Once the researchers had developed their model and recombinant vaccine, they tested their immunisation strategy. According to McLean, the mice had excellent immune responses. They found that the mice generated a robust T-cell immune reaction with a favourable Th1 response because the vaccine was formulated with an effective adjuvant.

“To make the recombinant protein more immunogenic, we used a very strong Th1 polarising adjuvant,” McLean explained. This meant the immune responses of the mice were focused on CD4⁺ interferon‑gamma‑producing T cells. “When we took those cells out of the mice and cultured them in the presence of different rhinovirus antigens, those cells grew and started making lots of interferon-gamma, which was our readout.”
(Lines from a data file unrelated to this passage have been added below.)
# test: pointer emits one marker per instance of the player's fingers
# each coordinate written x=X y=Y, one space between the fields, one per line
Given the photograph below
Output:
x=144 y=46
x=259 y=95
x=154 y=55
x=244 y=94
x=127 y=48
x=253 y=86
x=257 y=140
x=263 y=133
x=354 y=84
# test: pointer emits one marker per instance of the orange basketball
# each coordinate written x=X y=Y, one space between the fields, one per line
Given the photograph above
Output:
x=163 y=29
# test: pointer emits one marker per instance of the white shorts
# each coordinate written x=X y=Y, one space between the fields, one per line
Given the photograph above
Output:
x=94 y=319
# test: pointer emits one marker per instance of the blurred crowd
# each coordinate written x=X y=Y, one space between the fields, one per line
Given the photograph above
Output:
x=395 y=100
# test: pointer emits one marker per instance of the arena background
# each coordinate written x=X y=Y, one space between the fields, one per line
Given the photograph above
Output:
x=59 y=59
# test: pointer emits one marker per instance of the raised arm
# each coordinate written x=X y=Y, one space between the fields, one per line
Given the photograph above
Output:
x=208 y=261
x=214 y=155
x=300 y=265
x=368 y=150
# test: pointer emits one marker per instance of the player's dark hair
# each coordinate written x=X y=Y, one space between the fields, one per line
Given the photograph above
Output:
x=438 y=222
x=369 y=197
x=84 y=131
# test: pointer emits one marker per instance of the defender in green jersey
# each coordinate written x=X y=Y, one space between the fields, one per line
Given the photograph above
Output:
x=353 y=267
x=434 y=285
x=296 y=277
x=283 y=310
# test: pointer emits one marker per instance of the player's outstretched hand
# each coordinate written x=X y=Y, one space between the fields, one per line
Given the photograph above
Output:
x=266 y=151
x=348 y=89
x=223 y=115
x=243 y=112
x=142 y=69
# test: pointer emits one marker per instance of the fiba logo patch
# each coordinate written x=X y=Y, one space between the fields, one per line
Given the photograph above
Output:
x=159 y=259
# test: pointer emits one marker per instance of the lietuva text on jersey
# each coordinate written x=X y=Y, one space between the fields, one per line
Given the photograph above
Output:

The researchers immunised the mice with one particular strain of the immunogen, which was conserved. They then challenged the mice with different strains of rhinovirus to investigate their immune response to different serotypes.

“Although these were just peptides, it provided a proof-of-concept that we could generate protective T-cell immunity to multiple serotypes of rhinovirus,” said McLean. “Surprisingly, we also found strong antibody responses that could offer protection but these were more serotype-specific than the T cells and we are still trying to establish why this is the case.”

The next steps

“We wanted to recreate everything we had done with a vaccine formulation that could go straight into people and demonstrate that instead of cross, broad protection against few rhinoviruses, we could go for many more,” said McLean.

Having obtained a US patent for their immunisation technique, called generation of cross‑serotype T-cell protective immunity, the team are now planning their next steps for development.

The researchers are also focusing on generating a much broader coverage, including investigating responses to type C rhinoviruses. They are additionally studying different adjuvants that would be better tolerated in humans, as the one used in the study would generate high toxicity if used clinically.
Nonetheless, McLean is focused on getting this potential vaccine to human clinical trials. “This potentially has huge positive outcomes for human health,” he concluded.

References

1. Glanville N, Mclean G, Guy B, Lecouturier V, Berry C, Girerd Y, et al. Cross-Serotype Immunity Induced by Immunization with a Conserved Rhinovirus Capsid Protein. PLoS Pathogens. 2013;9(9):e1003669.
2. Bartlett N, Walton R, Edwards M, Aniscenko J, Caramori G, Zhu J, et al. Mouse models of rhinovirus-induced disease and exacerbation of allergic airway inflammation. Nature Medicine. 2008;14(2):199-204.